Simon Bridges labelled Jacinda Ardern the "fleecer-in-chief" as he blames the Government, not fuel companies, for high petrol prices.
The National Party leader's comments come after a draft report released this morning by the Commerce Commission stated a lack of competition between petrol companies could be contributing to the high petrol prices Kiwis pay at the pump.
Ms Ardern said: "Now we have the Commerce Commission essentially confirming that that is what is happening in New Zealand.
"Over the last decade we have seen those returns climb. I can tell New Zealanders we cannot stand by while they are facing that pressure at the pump and while they are being fleeced.
"It's not right, it's been happening over the last decade."
However, Mr Bridges had a decidedly different view of the matter.
"The biggest fleecer isn't the petrol companies, it's Jacinda Ardern and her Government.
"Jacinda Ardern is the fleecer-in-chief with all of the taxes piled on," he said.
Mr Bridges doubled down on his argument during question time in Parliament this afternoon, where Finance Minister Grant Robertson was answering on behalf of the absent Prime Minister.
"How can she say that Kiwis are being fleeced by petrol companies when her Government has legislated for 24 cents of petrol tax increases since coming to office, when according to MB [Ministry of Business, Innovation and Employment] petrol company margins have increased just 0.1 cents in that time?"
Mr Robertson replied by pointing out the previous government's record on petrol taxes.
"I can say on behalf of the Prime Minister because that is the import of the Commerce Commission report.
"I would note in terms of the rest of the members question that the average increase under National for the fuel excise duty was 5.76 per cent and the average proposed increase from this Government is 5.6 per cent."
The Government increased the petrol excise duty by 3.5 cents per litre in September 2018, and additional 3.5-cent increases were set for 2019 and 2020.
National introduced six excise taxes on fuel between 2008 and 2017, raising the price 17 cents.
In today's draft report, fuel in the regions took a hit, with South Island fuel from major outlets linked to weaker competition and higher prices.

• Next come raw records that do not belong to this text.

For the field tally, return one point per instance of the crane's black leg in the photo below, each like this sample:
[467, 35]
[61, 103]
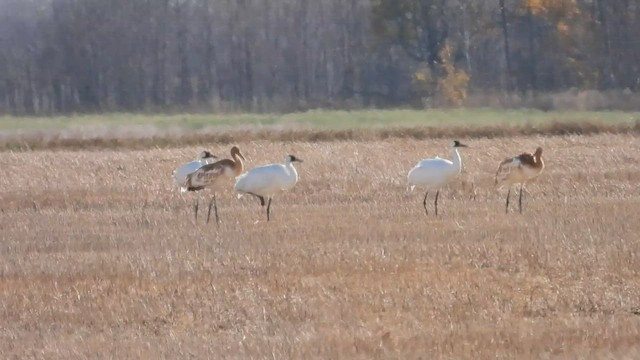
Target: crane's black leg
[213, 202]
[506, 211]
[215, 208]
[520, 200]
[424, 203]
[209, 212]
[195, 210]
[268, 209]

The core problems outlined in the report included that "an active wholesale market for fuel does not exist in New Zealand"; major companies have joint infrastructure networks and supply relationships that give them an advantage over potential rivals; and any new importer faces "significant challenges".
Wholesale prices appeared higher than a competitive market and that flowed through to retail pricing.
The investigation found companies such as Gull and other small retailers "had a positive, but limited impact on retail prices".
It recommended boosting competition by making greater contractual freedoms so resellers could switch between suppliers and enable wider participation in the joint infrastructure.